Reading As A Writer

 

Writers are supposed to read.  Most of us got our desire to write from reading. It’s good for us. It allows us to decide what we like and what we don’t like in a story. It lets us study craft, and appreciate both good and bad examples. It keeps us aware of what is being published, and helps us look for comps to what we are writing.

Here’s the thing, though. It’s not easy to read as a writer.

First, there is the time commitment. Even if a writer is listening to books (and I am absolutely a fan of the audiobook!) time reading is time that isn’t spent writing. For a writer who may only have two to three hours to write per day, taking an hour to read is the difference between finishing a first draft in four weeks vs six.

Then there’s the concern that reading while drafting an/or editing will create a difficulty for the writer in keeping their unique flow as they write. I don’t personally find that a problem, but I know many writers do.

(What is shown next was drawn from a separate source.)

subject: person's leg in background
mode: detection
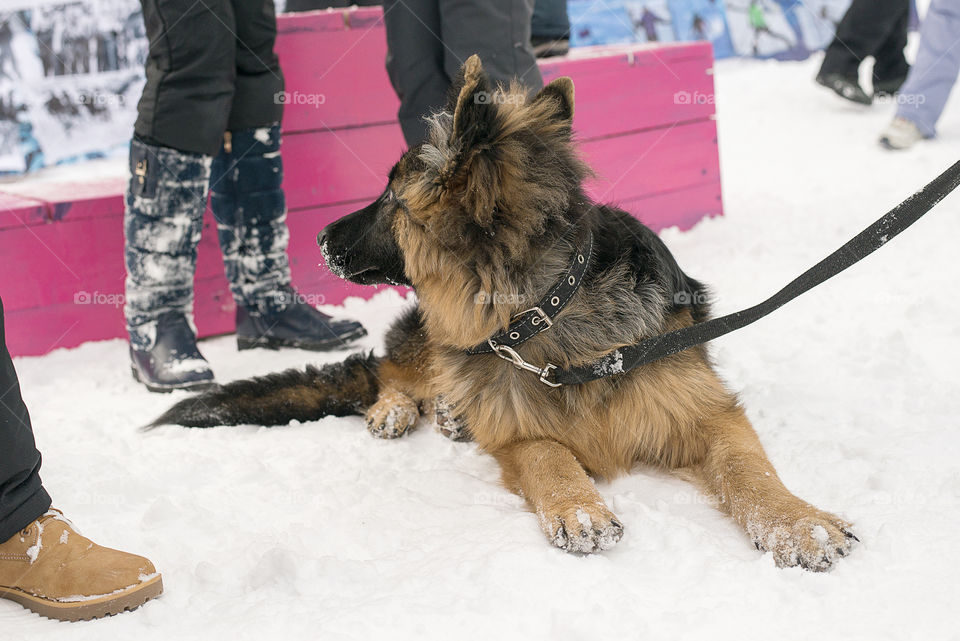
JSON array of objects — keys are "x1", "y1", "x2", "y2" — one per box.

Then there’s the simple fact that writers are readers when they read. As objective as a writer tries to be, it’s impossible to be completely objective while reading. Worse, it’s impossible not to compare your own writing to the polished book you are reading. Writers can go two ways. Either the published book is so good, the writer begins to believe their own writing is crap. Other writers go the other way: how on earth did this crap get published when their own work is so much better? The middle ground—accepting that published work has been through more rounds of editing than a writer wants to think about, and also accepting that while that work may not be great, it fit the publisher’s idea of what they believed should sell to the widest audience possible—is a hard place to get to.

But the part about reading that I find most challenging as a writer is dealing with a popular Meh Minus book.

I tend to grade books when I read them. First, I’ve got the A books. These are so awesome, I can’t shut up about them, I have to buy them in hardcover, read them multiple times, and they get a place of pride on my bookcase as the most amazing books ever.

Then I have the G books. These are good. Most of them I read once. They occupy an evening. In the days of my local used bookstore, these would be sold or traded in on new books, often by the same author.

Then there’s the M books: Meh and Meh Minus.

Meh books don’t lead me to despair. Every author has constraints. Maybe they weren’t allowed to end that book in a satisfactory way. Maybe they were constrained by word count limitations. Maybe it’s a debut, and the craft is just not great yet. Meh books mean there’s room for improvement, and that’s okay.

The Meh Minus is the real challenge. My Meh Minus this time was a book written by a well-established female fantasy author, and I was looking at it as a potential comp for something I’m writing. Eep. Let the spiraling begin.

First of all, Meh Minus books are published, and sometimes by a big publishing company. That means that if I personally hate the book, I hate something that a fairly large population of people like. That’s not encouraging.

Secondly, Meh Minus books make me afraid that I will be forced into the mold set by those books. That’s really terrifying. It’s like having your toes or heel cut off to fit a shoe. It’s a little worse as a woman writer, too. I feel that in general women fantasy writers are expected to write a certain way, about certain types of characters, and adhere to certain notions of what women are allowed to write about. In short—you’re either Galadriel or Eowyn. There’s not a whole lot of room to be Thorin’s sister, a hard-working dwarf mother with a beard and one heck of a war hammer.

Every Meh Minus book, especially one written by a female author, leaves me deeply afraid for myself and for other women who write boldly, dangerously, and on the edge of what is expected, skydiving off the ledges of our imagination.

The third and worst thing a Meh Minus book can do is make me terrified to pick up another book. If a popular fantasy book is one that I can’t enjoy, what if they’re all like that? What if everything I write is doomed because I can’t write in a way that I hate? That’s the hardest thing to get past, and yet it’s essential that I do conquer it.

I can’t find that next A book unless I keep reading. And I’m bound and determined to find five A books by women fantasy writers this year that I can put on my shelf as the ultimate triumph—I have found a woman author who can write characters, male and female, that I can love and identify with.

And I can have hope. The wonderful thing about publishing? What sold two years ago may not be what is wanted in two more years. What was accepted in fiction is changing. My next A book is out there. I will find it. And maybe someday, I’ll write a book that ends up on a woman fantasy writer’s A shelf as the first time she’s been seen and heard. And then—then I will have really achieved something I can be proud of!